PDF files are frequently used in day-to-day studies. For people with visual impairments or dyslexia, such files can only be read with the help of so-called screen readers, which convert textual information into verbal information. If PDF documents are not created barrier-free, the screen reader often cannot convey the files in a way that is understandable.
The charitable organization Aktion Mensch has dealt with the topic of creating accessible PDF files and created a short introduction to the topic and a checklist. It gives examples of typical types of PDF files and how they can be made accessible to a wide range of user groups. The checklist can be downloaded at the following link: www.einfach-fuer-alle.de/artikel/checkliste-barrierefreie-pdf/
First Tips for Creating Accessible PDF Documents:
Clearly structure documents so that screen readers can interpret them properly. This includes the consistent use of style sheets, especially for the assignment and hierarchical structure of headings, but also for (bulleted) lists, footnotes, tables, etc. (so-called “tags”).
It is recommended that you structure documents in a linear way and add page breaks instead of successive blank lines. This ensures that the end of a chapter/section is clearly recognizable.
In texts, you want to activate the “wrap text” function as “in line with text”. This adapts the arrangement of text blocks in accordance with the zoom level so that the text always remains completely visible on screen regardless of the zoom setting.
Use descriptive internal and external hyperlinks and make sure they are active and lead to the proper page.
Do not use any colored backgrounds or text highlights.
Do not use any self-drawn tables. They are not recognized by screen readers.
Add descriptive alternative text to images or charts.
All images and inserted objects should be positioned “in line with text”.
Avoid using manual or automatic hyphenation techniques.

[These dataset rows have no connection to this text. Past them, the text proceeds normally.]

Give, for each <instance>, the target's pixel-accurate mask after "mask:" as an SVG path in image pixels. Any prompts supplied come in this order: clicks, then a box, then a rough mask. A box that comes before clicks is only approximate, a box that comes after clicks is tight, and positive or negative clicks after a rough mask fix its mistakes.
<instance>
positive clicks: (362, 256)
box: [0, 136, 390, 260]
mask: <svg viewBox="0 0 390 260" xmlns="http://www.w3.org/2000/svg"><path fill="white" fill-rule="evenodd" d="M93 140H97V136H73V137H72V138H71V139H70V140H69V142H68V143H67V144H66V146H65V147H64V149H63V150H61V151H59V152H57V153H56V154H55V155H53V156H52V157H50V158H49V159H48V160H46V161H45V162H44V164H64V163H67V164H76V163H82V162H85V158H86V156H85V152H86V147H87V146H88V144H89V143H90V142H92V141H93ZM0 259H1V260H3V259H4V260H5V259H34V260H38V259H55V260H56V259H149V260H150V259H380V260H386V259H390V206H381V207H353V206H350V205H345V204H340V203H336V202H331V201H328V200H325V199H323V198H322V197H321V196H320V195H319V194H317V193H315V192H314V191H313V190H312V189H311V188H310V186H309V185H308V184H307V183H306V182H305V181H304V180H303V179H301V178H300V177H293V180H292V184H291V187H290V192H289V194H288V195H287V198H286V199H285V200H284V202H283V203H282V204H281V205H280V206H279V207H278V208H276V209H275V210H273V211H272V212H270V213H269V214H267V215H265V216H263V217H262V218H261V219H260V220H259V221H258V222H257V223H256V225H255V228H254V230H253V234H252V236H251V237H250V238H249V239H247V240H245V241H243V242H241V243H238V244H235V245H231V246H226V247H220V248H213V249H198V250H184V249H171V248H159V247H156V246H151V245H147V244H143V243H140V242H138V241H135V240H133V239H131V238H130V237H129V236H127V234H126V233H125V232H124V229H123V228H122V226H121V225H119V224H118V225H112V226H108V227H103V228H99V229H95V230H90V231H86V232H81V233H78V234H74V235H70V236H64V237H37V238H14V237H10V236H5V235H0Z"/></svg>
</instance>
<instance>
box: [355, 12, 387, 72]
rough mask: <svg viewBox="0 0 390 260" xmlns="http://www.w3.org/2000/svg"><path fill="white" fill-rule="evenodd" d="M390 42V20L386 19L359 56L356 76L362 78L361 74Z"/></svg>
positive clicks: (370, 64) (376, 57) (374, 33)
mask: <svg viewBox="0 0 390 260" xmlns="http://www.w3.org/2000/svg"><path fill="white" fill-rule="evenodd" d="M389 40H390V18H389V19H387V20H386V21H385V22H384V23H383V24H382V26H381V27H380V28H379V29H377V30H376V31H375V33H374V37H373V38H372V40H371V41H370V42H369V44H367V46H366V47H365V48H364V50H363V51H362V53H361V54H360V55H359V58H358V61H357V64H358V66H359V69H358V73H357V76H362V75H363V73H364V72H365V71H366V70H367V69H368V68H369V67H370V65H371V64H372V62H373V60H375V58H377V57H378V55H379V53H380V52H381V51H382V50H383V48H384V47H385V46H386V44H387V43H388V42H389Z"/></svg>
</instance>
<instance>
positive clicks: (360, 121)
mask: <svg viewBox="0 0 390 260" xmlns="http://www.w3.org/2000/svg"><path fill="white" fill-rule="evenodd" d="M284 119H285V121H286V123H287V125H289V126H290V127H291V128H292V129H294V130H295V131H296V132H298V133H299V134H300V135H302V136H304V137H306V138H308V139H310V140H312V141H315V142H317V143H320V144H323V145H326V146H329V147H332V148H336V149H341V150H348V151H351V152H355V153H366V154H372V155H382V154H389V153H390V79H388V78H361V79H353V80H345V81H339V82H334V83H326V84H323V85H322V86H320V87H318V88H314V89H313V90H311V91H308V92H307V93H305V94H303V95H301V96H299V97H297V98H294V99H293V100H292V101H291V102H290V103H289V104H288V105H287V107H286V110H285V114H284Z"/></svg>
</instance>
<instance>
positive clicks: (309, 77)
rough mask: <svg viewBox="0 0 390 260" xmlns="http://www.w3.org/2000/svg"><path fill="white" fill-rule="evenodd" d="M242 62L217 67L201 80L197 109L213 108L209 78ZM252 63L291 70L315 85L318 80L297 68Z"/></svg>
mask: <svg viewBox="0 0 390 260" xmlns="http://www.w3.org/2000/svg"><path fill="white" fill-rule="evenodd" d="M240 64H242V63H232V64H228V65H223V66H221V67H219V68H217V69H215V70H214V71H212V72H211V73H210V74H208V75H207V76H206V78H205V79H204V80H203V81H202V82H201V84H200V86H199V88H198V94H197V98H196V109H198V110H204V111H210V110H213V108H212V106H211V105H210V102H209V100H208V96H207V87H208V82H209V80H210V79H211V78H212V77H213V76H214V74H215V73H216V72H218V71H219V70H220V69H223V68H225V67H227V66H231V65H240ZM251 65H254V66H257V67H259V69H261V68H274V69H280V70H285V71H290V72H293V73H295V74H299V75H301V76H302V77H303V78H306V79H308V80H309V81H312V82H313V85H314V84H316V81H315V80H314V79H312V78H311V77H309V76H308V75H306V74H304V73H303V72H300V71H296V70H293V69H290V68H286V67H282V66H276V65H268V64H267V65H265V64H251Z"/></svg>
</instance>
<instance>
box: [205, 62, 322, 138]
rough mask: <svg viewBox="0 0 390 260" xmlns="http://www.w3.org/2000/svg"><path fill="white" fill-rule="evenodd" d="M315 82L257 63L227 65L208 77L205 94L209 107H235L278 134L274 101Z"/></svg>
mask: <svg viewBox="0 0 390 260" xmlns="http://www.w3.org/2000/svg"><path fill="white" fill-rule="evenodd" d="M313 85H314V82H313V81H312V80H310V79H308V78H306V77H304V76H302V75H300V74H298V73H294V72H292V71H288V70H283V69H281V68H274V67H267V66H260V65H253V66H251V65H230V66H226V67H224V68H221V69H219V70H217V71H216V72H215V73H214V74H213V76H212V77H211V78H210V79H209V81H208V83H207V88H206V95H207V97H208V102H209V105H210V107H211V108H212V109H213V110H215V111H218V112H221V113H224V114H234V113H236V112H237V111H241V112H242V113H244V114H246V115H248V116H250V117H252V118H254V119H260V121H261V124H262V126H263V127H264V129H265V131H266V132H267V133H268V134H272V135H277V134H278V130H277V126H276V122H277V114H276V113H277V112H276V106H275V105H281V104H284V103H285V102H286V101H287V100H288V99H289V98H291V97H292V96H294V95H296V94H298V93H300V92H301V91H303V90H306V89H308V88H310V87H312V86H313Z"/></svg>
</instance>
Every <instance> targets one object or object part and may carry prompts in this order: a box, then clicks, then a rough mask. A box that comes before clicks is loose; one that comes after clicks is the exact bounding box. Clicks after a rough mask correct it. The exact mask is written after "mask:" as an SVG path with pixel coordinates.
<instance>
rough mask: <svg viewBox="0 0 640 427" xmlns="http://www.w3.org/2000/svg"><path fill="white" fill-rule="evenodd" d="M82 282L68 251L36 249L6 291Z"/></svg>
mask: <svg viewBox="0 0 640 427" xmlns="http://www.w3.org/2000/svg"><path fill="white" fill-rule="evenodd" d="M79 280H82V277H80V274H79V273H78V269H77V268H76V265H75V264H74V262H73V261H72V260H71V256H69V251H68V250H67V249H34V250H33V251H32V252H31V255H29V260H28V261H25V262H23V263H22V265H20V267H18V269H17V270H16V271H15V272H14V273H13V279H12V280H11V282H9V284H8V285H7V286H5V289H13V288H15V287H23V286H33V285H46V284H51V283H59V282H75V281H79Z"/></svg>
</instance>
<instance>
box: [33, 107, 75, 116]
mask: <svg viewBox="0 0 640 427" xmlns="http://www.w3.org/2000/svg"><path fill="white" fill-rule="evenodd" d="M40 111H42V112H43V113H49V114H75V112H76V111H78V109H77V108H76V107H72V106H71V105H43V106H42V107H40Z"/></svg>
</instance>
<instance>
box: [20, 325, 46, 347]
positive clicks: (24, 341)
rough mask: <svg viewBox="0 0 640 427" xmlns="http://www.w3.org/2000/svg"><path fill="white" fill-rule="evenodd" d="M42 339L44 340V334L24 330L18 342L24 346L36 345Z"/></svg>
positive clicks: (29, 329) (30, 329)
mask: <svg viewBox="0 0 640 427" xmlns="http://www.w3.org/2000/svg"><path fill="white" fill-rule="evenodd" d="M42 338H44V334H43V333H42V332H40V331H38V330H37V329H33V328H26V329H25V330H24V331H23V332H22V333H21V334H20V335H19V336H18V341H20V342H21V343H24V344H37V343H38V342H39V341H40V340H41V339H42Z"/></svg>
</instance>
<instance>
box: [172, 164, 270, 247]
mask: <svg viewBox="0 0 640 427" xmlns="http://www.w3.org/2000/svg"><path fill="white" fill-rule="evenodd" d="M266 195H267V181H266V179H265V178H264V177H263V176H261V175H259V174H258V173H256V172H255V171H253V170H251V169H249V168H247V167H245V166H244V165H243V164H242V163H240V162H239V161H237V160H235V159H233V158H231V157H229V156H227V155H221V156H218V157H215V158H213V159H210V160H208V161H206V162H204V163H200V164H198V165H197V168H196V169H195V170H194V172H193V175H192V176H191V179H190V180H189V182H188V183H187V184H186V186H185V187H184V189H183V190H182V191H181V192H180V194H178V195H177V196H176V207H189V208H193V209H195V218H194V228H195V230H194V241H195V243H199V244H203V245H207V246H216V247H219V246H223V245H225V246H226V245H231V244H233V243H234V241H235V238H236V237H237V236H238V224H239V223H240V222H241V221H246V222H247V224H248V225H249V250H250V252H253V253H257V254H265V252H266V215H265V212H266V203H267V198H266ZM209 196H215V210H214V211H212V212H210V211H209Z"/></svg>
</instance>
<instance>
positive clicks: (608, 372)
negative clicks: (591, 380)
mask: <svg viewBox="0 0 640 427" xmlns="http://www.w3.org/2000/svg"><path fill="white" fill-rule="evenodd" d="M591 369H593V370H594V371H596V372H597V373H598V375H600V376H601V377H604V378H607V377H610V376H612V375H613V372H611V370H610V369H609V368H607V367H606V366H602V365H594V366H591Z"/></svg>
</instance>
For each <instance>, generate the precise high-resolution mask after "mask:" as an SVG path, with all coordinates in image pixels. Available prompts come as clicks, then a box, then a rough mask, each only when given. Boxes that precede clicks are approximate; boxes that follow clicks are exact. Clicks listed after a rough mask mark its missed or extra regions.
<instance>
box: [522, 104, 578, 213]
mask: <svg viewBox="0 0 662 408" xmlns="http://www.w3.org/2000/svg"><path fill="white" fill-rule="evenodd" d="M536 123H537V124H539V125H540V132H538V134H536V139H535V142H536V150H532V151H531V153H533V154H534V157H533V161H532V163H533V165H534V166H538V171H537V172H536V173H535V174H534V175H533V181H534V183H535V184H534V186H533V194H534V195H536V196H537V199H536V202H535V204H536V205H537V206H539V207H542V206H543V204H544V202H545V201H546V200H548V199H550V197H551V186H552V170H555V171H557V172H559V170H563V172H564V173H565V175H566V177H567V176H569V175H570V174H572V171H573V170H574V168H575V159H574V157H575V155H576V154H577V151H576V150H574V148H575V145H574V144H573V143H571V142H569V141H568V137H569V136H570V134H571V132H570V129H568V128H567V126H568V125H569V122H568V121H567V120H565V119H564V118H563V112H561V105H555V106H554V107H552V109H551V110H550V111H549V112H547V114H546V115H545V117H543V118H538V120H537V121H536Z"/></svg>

These are usually not displayed properly when a document is converted to a PDF.
If you use colored headings or text components, ensure that there is sufficient contrast (set to a minimum of 4.5:1).
In MS Word, you can check if your document is accessible, if you select “file”, “check for issues”, and then “check accessibility”.
In order to produce barrier-free PDF documents, the TU Dresden provides easy-to-understand instructions (in German) that explain in detail which steps are necessary to convert a Word or PowerPoint document to a perfect PDF file.